If you discover a security vulnerability in pi-taskflow, please report it privately rather than opening a public issue.
- Email: bshengtao@gmail.com
- Subject:
[SECURITY] pi-taskflow — <brief description>
I aim to acknowledge reports within 72 hours and ship a fix within 7 days for confirmed vulnerabilities.
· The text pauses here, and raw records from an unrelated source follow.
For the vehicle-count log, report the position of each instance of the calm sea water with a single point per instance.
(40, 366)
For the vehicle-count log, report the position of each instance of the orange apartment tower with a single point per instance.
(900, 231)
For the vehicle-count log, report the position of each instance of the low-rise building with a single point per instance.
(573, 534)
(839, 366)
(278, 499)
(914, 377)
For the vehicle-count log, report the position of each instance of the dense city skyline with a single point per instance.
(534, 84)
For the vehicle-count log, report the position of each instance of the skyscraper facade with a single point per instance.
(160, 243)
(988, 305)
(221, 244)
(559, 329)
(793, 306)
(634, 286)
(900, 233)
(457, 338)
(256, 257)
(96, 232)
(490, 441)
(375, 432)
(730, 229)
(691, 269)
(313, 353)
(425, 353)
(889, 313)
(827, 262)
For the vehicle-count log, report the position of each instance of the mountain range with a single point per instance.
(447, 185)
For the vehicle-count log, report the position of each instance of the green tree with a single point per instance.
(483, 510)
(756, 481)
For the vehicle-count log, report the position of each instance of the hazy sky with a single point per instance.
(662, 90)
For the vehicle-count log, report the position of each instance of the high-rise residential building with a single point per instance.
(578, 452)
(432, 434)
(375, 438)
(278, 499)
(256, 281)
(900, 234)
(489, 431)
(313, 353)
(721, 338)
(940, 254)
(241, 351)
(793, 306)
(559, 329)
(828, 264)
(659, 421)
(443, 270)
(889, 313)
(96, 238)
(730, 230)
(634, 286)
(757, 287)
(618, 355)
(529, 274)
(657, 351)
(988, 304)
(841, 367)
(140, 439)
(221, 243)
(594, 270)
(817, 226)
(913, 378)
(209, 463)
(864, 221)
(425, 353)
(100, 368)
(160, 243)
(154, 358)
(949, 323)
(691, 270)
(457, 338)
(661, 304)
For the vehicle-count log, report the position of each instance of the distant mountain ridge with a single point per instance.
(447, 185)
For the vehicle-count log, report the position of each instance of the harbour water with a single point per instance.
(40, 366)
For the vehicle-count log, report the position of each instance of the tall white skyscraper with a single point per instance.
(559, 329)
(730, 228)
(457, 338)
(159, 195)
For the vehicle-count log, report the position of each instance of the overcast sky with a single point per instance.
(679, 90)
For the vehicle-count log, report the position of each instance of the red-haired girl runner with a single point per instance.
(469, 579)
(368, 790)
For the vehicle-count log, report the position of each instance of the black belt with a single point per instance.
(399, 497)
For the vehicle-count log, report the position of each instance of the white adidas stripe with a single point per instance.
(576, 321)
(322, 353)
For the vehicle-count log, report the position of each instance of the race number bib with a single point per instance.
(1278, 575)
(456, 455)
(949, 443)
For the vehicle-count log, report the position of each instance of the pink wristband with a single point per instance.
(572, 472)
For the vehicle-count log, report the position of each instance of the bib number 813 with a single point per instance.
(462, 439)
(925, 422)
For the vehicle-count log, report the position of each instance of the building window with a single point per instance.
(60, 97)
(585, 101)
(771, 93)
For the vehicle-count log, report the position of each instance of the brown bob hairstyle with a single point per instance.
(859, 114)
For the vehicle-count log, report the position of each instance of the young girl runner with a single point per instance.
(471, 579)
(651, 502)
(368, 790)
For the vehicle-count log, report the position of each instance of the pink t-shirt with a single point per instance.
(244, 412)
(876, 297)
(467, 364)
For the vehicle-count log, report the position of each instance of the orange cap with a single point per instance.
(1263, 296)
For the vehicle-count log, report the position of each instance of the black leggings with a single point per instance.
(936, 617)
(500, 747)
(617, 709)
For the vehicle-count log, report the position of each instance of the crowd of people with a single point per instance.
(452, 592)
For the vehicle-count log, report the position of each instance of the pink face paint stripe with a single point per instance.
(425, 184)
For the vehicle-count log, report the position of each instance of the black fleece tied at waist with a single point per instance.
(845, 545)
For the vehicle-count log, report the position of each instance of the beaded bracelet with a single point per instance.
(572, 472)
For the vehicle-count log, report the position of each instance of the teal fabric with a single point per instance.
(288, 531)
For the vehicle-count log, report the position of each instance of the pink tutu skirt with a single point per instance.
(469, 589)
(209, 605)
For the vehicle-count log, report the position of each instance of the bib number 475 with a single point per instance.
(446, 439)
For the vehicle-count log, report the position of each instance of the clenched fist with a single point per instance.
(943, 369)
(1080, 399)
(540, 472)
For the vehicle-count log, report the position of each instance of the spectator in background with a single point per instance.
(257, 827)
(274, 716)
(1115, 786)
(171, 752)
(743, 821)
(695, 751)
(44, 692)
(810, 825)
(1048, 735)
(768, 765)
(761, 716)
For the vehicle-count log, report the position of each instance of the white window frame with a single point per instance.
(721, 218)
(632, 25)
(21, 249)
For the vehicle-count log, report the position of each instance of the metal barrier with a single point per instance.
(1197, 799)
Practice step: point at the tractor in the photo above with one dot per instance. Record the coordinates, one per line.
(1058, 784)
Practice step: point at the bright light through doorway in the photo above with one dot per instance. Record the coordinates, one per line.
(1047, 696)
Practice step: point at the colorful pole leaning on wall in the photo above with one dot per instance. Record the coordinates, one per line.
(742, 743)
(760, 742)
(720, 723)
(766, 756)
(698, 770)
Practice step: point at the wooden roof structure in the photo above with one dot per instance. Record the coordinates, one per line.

pi-taskflow runs subagent processes, manages a file-based cache with atomic locks, and resolves interpolation expressions from user-provided DSL definitions. Areas of particular interest:
| Area | Concern |
|---|---|
| Path traversal | Can a malicious flow definition escape the workspace via cwd or file writes? |
| Interpolation injection | Can {args.X} or {steps.ID.output} be exploited to execute arbitrary shell commands? |
| Cache poisoning | Can a crafted fingerprint or TTL bypass freshness guarantees? |
| Subagent sandboxing | Tasks are prompt-only — no arbitrary code execution. Model calls are untrusted by nature. |
| File lock atomicity | Can a concurrent process corrupt the run index or cache through race conditions? |
The runtime has intentional hardening: realpath-based path containment, runId validation, atomic writes, and stale-lock stealing. But if you find a bypass, it's a vulnerability.
| Version | Support |
|---|---|
| v0.0.14 (latest) | ✅ Active |
| Earlier versions | ❌ Unsupported — upgrade to latest |
After the fix is released, vulnerabilities will be disclosed publicly in a GitHub Security Advisory and noted in CHANGELOG.md. Credit will be given unless you prefer to remain anonymous.